If there's a War on Christmas, there has to be someone fighting besides Christians; 'cause, me, speaking on behalf of all secular progressives in that way that I do - we do not care. Me, sometimes I say "Have a good Christmas" - sometimes "Have a good holiday" (apparently it's the word Merry that makes me queasy, much in the same way I'd never order a "Biggie" fries, it's a word for third graders). I give neither statement much thought; either as religious affirmation or the converse. It is as content-less for me as signing a classmate's yearbook, "have a good summer; keep it rockin'"
(I did sign more than one yearbook "Keep it rockin'." I think it was ironic, but I can't specifically recall.
To those of my mindset - Christmas is just a word, more associated with Santa than Jesus - words are funny that way, once you have people who aren't true believers say them, then everyone sort of gets a cultural vote on their meaning. Even if this state senator in Florida were to inexplicably get his way and "Merry Christmas" would become the official state method of referring to the holiday season, it wouldn't magically make your god any less imaginary to the rest of us.
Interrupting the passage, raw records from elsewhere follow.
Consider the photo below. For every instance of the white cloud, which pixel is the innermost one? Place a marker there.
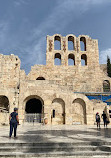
(103, 55)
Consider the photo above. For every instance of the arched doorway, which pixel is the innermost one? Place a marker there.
(34, 109)
(79, 111)
(4, 104)
(33, 106)
(58, 111)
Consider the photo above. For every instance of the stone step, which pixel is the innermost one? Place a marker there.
(80, 143)
(38, 149)
(56, 154)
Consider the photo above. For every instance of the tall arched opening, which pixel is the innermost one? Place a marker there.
(4, 104)
(58, 111)
(34, 109)
(79, 111)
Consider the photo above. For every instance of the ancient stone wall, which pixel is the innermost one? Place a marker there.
(54, 85)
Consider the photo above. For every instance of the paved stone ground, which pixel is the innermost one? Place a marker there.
(58, 134)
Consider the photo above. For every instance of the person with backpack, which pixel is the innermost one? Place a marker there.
(13, 121)
(104, 117)
(98, 119)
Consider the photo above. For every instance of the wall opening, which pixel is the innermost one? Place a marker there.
(83, 44)
(83, 59)
(106, 86)
(40, 78)
(53, 113)
(79, 111)
(33, 106)
(70, 43)
(57, 43)
(59, 106)
(4, 104)
(71, 59)
(57, 59)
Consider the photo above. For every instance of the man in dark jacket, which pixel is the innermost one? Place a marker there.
(13, 121)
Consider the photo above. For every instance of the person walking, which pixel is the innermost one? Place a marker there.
(104, 117)
(13, 121)
(98, 119)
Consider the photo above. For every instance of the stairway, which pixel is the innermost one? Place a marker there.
(61, 141)
(77, 149)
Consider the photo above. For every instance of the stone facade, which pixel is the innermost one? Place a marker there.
(53, 86)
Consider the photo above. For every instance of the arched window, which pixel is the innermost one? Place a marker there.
(57, 59)
(83, 59)
(83, 44)
(57, 43)
(71, 59)
(106, 86)
(40, 78)
(70, 43)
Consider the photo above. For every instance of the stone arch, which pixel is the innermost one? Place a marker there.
(57, 42)
(33, 100)
(79, 111)
(82, 43)
(40, 78)
(71, 59)
(106, 86)
(4, 104)
(58, 106)
(83, 59)
(34, 109)
(57, 59)
(71, 43)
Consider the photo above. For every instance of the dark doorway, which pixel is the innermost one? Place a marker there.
(33, 106)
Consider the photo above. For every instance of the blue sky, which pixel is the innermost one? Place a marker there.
(24, 25)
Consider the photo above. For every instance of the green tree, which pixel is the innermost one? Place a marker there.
(108, 66)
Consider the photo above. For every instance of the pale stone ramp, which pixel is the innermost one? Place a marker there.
(56, 141)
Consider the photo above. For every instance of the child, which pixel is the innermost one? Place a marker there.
(98, 119)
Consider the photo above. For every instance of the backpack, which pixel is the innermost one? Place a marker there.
(97, 117)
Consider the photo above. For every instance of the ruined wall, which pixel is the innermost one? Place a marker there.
(54, 84)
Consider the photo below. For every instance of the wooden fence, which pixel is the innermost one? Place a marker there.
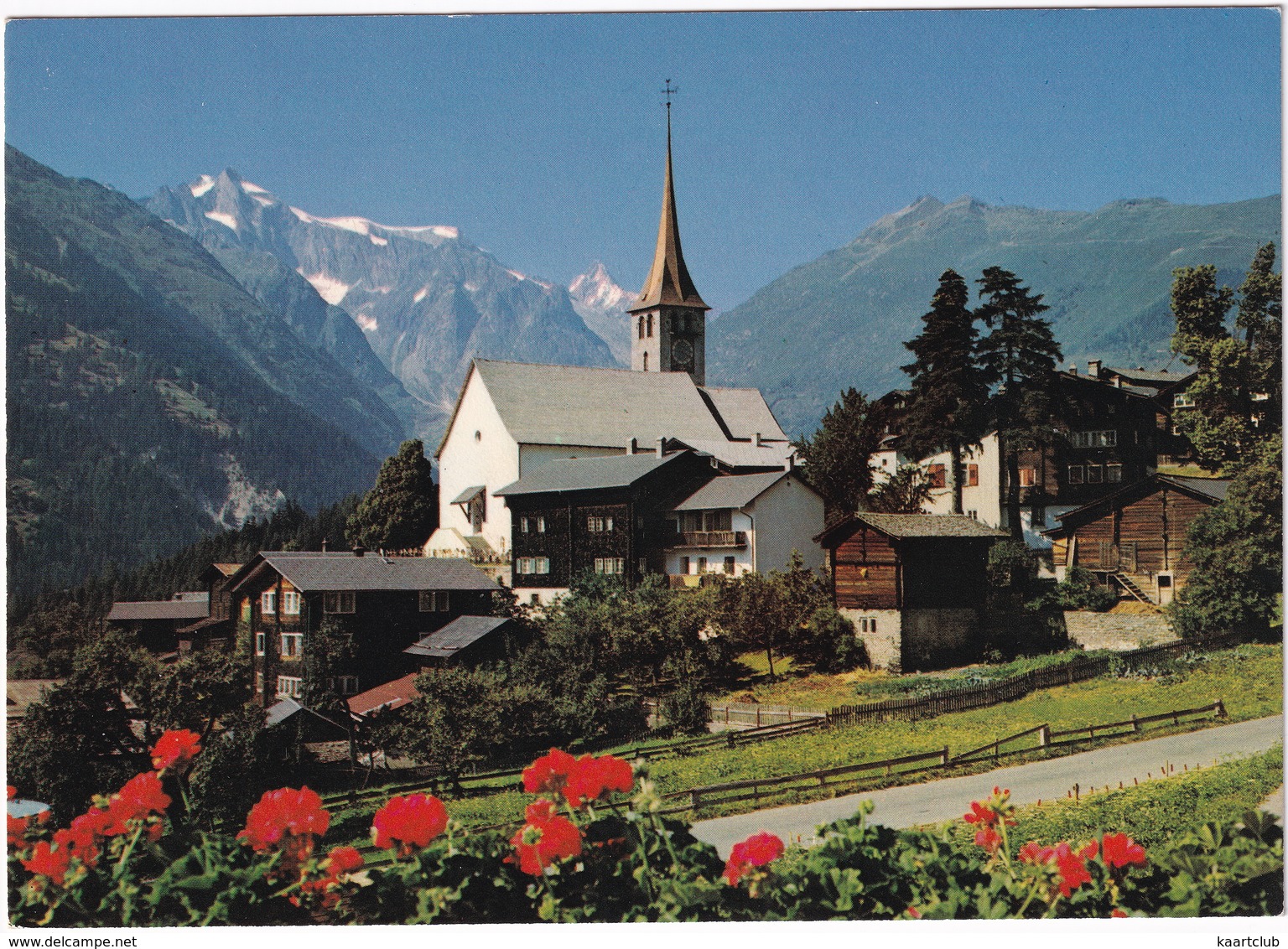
(1014, 687)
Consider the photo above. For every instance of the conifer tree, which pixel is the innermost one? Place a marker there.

The entirety of the anger is on one end - there are no bumper stickers saying "Take the Christ out of Christmas" - there is no equivalent to the experience I had Friday:
Me: You have a good holiday
Random Person at a place that repaired my eyeglasses: And you have a good Christmas.
Thinking Christians get screwed in the United States is like thinking white people get the short end.
Which many of them believe. So there you go.
7. Creationist Theme Park
Meanwhile - tax dollars go here. To a Kentucky theme park that will flat lie about the development of man.
8. Hey, My Christmas was good. Thanks for asking.
I got this
I got this
Perhaps you see a theme developing.
What I didn't do was watch Donald Duck cartoons. Like they do in Sweden.
Or get a puppy. Like these kids did.
9. It Got Dark This Week
10. Your World Champion San Francisco Giants
We won 11 postseason games. 'Cause that's how many it takes. Here was the first. NLDS Game One.
The only run - Posey led off our 4th with a single off Lowe, then stole (wink, wink) second; two strikeouts and an intentional walk to Sandoval that I'm betting Bobby Cox regrets later came Cody Ross pushing a single into left to score Posey. Lincecum went the whole way throwing a two hitter with 14 strikeouts and 1 walk.
10 wins away from a World Championship.